本日のつらみ:顔を合わせていなくとも、見つめ合う時間がなくとも、いつかそのうち夫が植物状態になることがあれば、人工呼吸くらいはしてあげよう


2003/11/21 金 晴れ 1055
ジャパニーズアンドロメダシアター>ベアーズキス

 ビデオ会話3コマ。2組、新日本語の基礎復習ビデオ「小野一家」のラスト「結婚記念の指輪」と「続ヤン」を最後までと、を見た。1組はヤンの5話
 ヤンが日本人女性に失恋して、失恋旅行で雪国を旅行する話、共感する留学生と、「なんじゃこりゃあ」と気に入らない留学生に別れる。愛を成就するか、悲しい別れになるのか、の感性はさまざま。
  
 17日にトークトゥハーの併映作品として『ベアーズキス』を見た。
セルゲイ・ボドロフ(製作/監督/脚本/主演)で、ロシアの民話にもとずく少女とクマの愛の物語。

 サーカスのブランコ乗りの少女ローラと、母熊を殺され、サーカスに買い取られた小熊ミーシャ。ミーシャは成長すると人間に姿を変えられるようになり、ローラと愛し合うようになる。

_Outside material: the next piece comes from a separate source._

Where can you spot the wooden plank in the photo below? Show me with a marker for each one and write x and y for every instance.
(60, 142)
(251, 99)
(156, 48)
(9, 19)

 ミーシャを演じている監督ボドロフの風貌が、クマが変身したというのが、何の違和感もなく観客に受け入れられる風貌で、たぶん、監督は自分がクマから変身した人間だと確信してこの脚本を書いたんだろうと思う。

 ローラがサーカスの団長に犯されそうになりミーシャはローラを救うため団長を殺す。人を殺したクマはもう二度と人間の姿に戻れない。ローラはミーシャをシベリアの森に返そうと決意する。森へ逃げ込むミーシャ。ローラは思わずミーシャを追いかける。人間の姿に戻れないミーシャを追って、逆にローラは雌熊に変身してミーシャを追いかける。森の奥深く、だれにもじゃまされないところで、ミーシャとローラはクマの夫婦としt仲良く暮らしていくだろう。

 というお話。ロシアの民話をきいているような。とにかく私はサーカスや大道芸を舞台にしていれば、なんであれ、好きな映画。『道』のジェルソミーナも、ダンボも、サーカスや、大道芸や見せ物が出てくるだけで満足。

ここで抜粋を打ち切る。